IBP is a business planning process that extends principles of S&OP to the rest of the supply chain, customer demands, products, and service profiles to deliver one’s seamless process. When it is done properly then an organization can predict and respond to different conditions quickly. However, since it can require a long implementation process, you want to not get bogged down by some common pitfalls.
Not Including the Right Players
Many IBP journeys begin with the supply chain. To succeed, it’s necessary to make sure you link all functions of the organization together and not just rely on the VPs of the supply chain. The ownership should belong to the CEO. Having ownership and leadership from the CEO helps to get an output of the process. For IBP to be done right, it requires some decisions about margins and risk mitigation and this is something that leadership is not able to delegate and avoid.
Not Having Clear Goals
IBP is the third step in an S&OP plan. Each stage has a different goal and each phase is going to build on what came before. It’s important to ask what the goal is, how you are making decisions, and what do you measure?
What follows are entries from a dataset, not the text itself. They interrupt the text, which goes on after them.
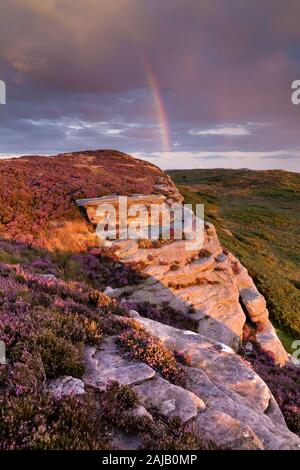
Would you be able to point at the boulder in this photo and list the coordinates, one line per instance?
(170, 400)
(106, 364)
(255, 305)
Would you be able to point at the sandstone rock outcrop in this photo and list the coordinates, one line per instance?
(225, 401)
(209, 282)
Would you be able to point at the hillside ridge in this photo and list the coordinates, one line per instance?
(179, 327)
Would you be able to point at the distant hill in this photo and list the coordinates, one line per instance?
(37, 193)
(257, 216)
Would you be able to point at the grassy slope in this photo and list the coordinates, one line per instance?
(262, 211)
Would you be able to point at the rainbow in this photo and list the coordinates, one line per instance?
(158, 104)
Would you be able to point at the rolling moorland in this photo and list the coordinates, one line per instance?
(257, 217)
(53, 307)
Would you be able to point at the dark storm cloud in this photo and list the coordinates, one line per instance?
(76, 76)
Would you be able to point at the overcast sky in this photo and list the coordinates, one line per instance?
(183, 83)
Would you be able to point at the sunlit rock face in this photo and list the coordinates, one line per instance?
(206, 283)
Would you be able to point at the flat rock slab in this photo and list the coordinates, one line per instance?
(225, 432)
(65, 386)
(170, 399)
(217, 360)
(105, 365)
(266, 423)
(269, 342)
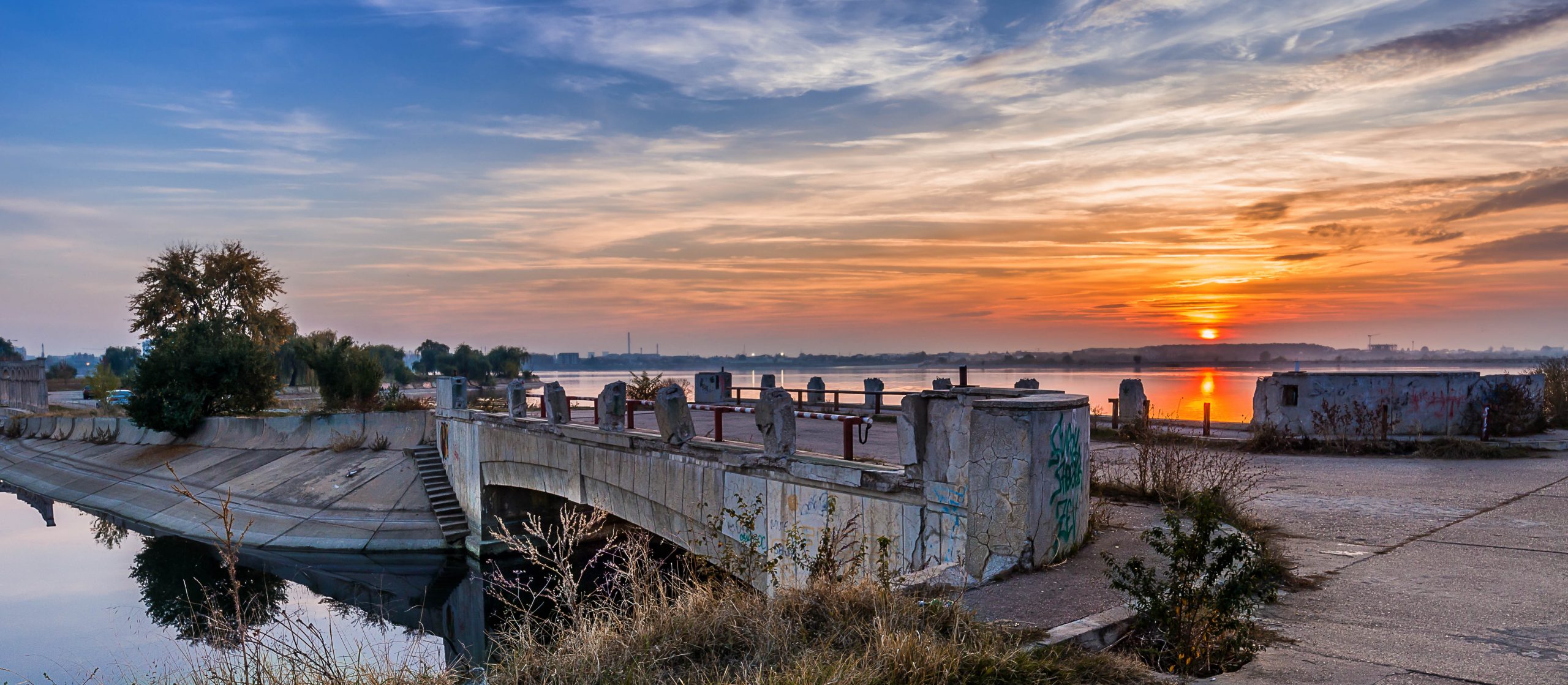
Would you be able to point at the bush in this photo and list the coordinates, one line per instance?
(60, 370)
(198, 370)
(349, 375)
(1555, 397)
(1196, 615)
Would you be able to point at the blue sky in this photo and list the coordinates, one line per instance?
(816, 174)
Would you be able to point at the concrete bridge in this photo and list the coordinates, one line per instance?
(989, 480)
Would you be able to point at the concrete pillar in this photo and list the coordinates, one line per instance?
(872, 384)
(1028, 482)
(709, 387)
(452, 392)
(557, 408)
(1131, 399)
(675, 416)
(612, 406)
(777, 422)
(516, 400)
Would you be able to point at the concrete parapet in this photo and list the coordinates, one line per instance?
(675, 416)
(1028, 482)
(612, 406)
(557, 408)
(777, 422)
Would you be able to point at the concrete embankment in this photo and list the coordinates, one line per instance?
(281, 477)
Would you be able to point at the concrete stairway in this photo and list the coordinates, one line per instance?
(443, 501)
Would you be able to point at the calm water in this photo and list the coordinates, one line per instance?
(85, 594)
(1174, 392)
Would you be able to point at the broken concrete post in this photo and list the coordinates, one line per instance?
(1131, 400)
(612, 406)
(516, 400)
(712, 387)
(675, 416)
(872, 386)
(557, 408)
(777, 422)
(452, 392)
(1028, 482)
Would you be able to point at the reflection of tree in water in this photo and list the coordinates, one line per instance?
(107, 532)
(184, 585)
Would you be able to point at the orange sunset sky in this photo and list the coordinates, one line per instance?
(804, 176)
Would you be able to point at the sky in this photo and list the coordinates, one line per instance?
(785, 176)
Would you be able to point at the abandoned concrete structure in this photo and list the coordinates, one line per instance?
(990, 480)
(1393, 403)
(23, 386)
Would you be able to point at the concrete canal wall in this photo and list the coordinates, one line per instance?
(283, 477)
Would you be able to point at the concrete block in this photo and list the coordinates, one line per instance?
(814, 391)
(612, 406)
(777, 422)
(557, 408)
(675, 416)
(1131, 399)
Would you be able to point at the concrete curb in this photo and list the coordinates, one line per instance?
(1095, 632)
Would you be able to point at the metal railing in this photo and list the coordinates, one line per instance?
(718, 417)
(802, 394)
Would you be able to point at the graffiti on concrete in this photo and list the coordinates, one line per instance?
(1067, 466)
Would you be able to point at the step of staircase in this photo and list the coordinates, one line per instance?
(438, 488)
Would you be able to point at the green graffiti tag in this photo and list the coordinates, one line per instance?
(1067, 465)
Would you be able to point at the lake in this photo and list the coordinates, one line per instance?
(1175, 392)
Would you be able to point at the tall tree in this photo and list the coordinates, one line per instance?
(226, 283)
(201, 369)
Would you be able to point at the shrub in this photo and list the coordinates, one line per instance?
(60, 370)
(1555, 397)
(1196, 615)
(647, 387)
(349, 375)
(198, 370)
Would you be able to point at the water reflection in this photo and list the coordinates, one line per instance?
(186, 586)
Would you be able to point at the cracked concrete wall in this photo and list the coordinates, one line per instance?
(1028, 483)
(1418, 402)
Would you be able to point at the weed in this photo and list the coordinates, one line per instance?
(344, 443)
(1196, 613)
(104, 436)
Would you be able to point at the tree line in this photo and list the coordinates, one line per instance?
(222, 345)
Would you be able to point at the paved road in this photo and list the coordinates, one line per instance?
(1437, 572)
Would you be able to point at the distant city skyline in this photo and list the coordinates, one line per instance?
(830, 176)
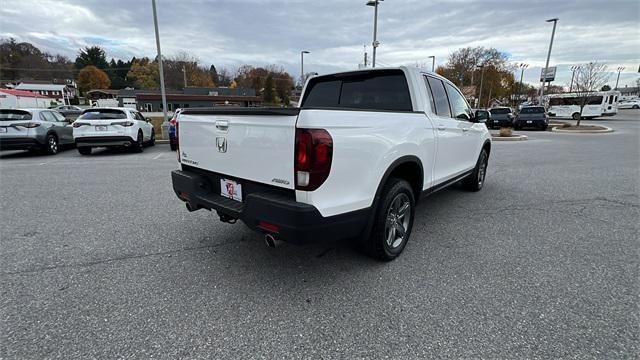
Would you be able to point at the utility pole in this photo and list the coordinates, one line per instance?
(546, 67)
(375, 43)
(184, 75)
(165, 123)
(618, 79)
(302, 79)
(523, 66)
(481, 81)
(573, 74)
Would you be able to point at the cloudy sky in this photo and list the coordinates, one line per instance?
(229, 33)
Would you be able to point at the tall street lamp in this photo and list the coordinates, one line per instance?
(573, 75)
(375, 43)
(553, 33)
(481, 81)
(165, 123)
(433, 63)
(302, 66)
(523, 66)
(618, 79)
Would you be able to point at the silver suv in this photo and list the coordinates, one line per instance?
(34, 129)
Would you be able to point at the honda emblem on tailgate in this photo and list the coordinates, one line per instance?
(222, 144)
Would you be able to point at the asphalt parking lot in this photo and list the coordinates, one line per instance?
(98, 258)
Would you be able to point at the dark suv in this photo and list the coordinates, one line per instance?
(532, 117)
(500, 117)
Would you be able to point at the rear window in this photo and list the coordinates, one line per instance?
(107, 114)
(373, 90)
(7, 115)
(532, 110)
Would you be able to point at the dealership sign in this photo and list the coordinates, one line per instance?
(548, 75)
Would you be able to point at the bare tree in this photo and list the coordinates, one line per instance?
(589, 79)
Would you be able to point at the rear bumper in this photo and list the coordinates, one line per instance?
(296, 222)
(19, 143)
(104, 141)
No Dedicated Portfolio Management Review
Companies that rely on sales and operations planning are usually focused on demand and supply balancing. However, this will cause gaps when it comes to product portfolio management. When you have dedicated portfolio management, it then helps to have a consolidated view and make integrated decisions on product segmentations, offerings, and resources. Many tools don’t incorporate the abstract data that is necessary for this stage and you aren’t able to account for new products that don’t exist in master data.
Demand Is Not Owned by Marketing and Sales
Another common issue that can stall IBP initiatives is having the supply chain teams own the demand plan. Marketing and Sales should be in charge of this part of the process. Give the marketing and sales teams more visibility to see if they can meet their target and budget requirements and how to best use resources effectively. During this part of the process, teams can struggle with bad expectations and a lack of transparency. Supply chain teams want certainty in a demand plan, but unfortunately, demand is volatile. This can lead to marketing and sales teams not participating or exaggerating numbers.
Not Including Finance
Not including financial teams in IBP can be detrimental. The information that the team needs should come from the same stakeholders.
Not Recognizing Assumptions Drive Numbers
Assumptions are the foundation that will support your numbers, so it’s necessary to be transparent about them if you want IBP success. For example, when it comes to COVID-19, everyone has different assumptions about how long disruptions last and their impact. Team members with different functions should have conversations about these assumptions in order to arrive at a common view. It’s also important to pinpoint if the assumptions are changing and make the necessary changes to the plan.
Having Too Much Detail
To have success, you can’t lose focus on the big picture. Insights from the market should be translated into some rough numbers and then discussed at the correct level of aggregation to avoid getting bogged down with too many details.
Not Aligning with the Strategic Growth Plan
Many organizations lack the processes to actually successfully deploy the strategy and very few will regularly check to make sure they are delivering on the strategy. Focusing on the end goal is important and having the right tools to help you assess is key.